Recovering grizzly bears
The North Cascades of Washington State is one of six designated recovery areas for grizzly bears in North America.
Recovering a North American icon
Washington State is home to one of the few remaining populations of grizzly bears in the lower 48 states. Today's North American grizzly bears (outside of Alaska) live in only five ecosystems: the Greater Yellowstone area, Northern Continental Divide, Selkirk Mountains, Cabinet-Yaak Mountains, and the North Cascades. Along with the Bitterroot ecosystem in Idaho, in which grizzlies are thought to be extirpated, these are all officially recognized "Grizzly Bear Recovery Zones."
The US government has had a recovery plan since 1997, but to date the most important part of the plan has not been implemented–to start a public process under the guidance of the National Environmental Policy Act (NEPA) that will lead to the addition of a small number of bears from a more robust population into the North Cascades.
Washington State Rep. Rick Larsen has previously recommended federal funding to jump start the recovery plan, a move in the right direction.
Ensuring grizzly bears in our future
Government biologists have found that the greater North Cascades ecosystem has sufficient quantity and quality of habitat to support a self-sustaining population of grizzly bears.
Given their dangerously low numbers and very slow reproductive rate, (second only to the musk oxen among North American land mammals), full recovery could take up to a century to achieve. The planning process alone for recovery, once begun in earnest, will take 3 to 5 years. It's time to get started now.
What you can do for grizzly bears
In 1975, the grizzly bear was federally listed under the Endangered Species Act (ESA) as a “threatened” species in the United States outside Alaska. The US and British Columbia governments estimate that there are likely fewer than 25 grizzly bears living in the US and Canadian North Cascades. Most likely the home ranges of a small number of grizzly bears span the border.

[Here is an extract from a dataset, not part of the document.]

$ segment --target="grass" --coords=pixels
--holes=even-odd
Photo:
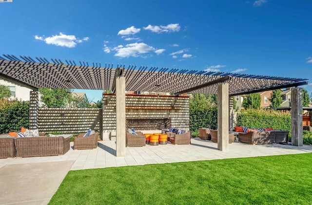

Credible sightings and/or tracks in the North Cascades occur every year. Grizzly bears are most often found on upper elevation mountain slopes, in avalanche chutes, and in lower elevation wetlands. Though their range tends to be higher in elevation than that of black bears, which are abundant in WA, there is also much habitat overlap.
Cascades: Important recovery area
The North Cascades ecosystem is the second largest of the six recovery zones. It crosses the border into British Columbia, and includes North Cascades National Park as well as much of the Mount Baker-Snoqualmie, Wenatchee, and Okanogan National Forests. This habitat is 90% federally and state owned: 40% is federally protected wilderness and 72% has Forest Service roadless status, which is key to grizzly bear survival.
Related populations of grizzly bears just north of the Cascades, for example in the Stein-Nahatlatch of British Columbia, are also at risk and terrifically important to an overall future for bears in the greater Northwest.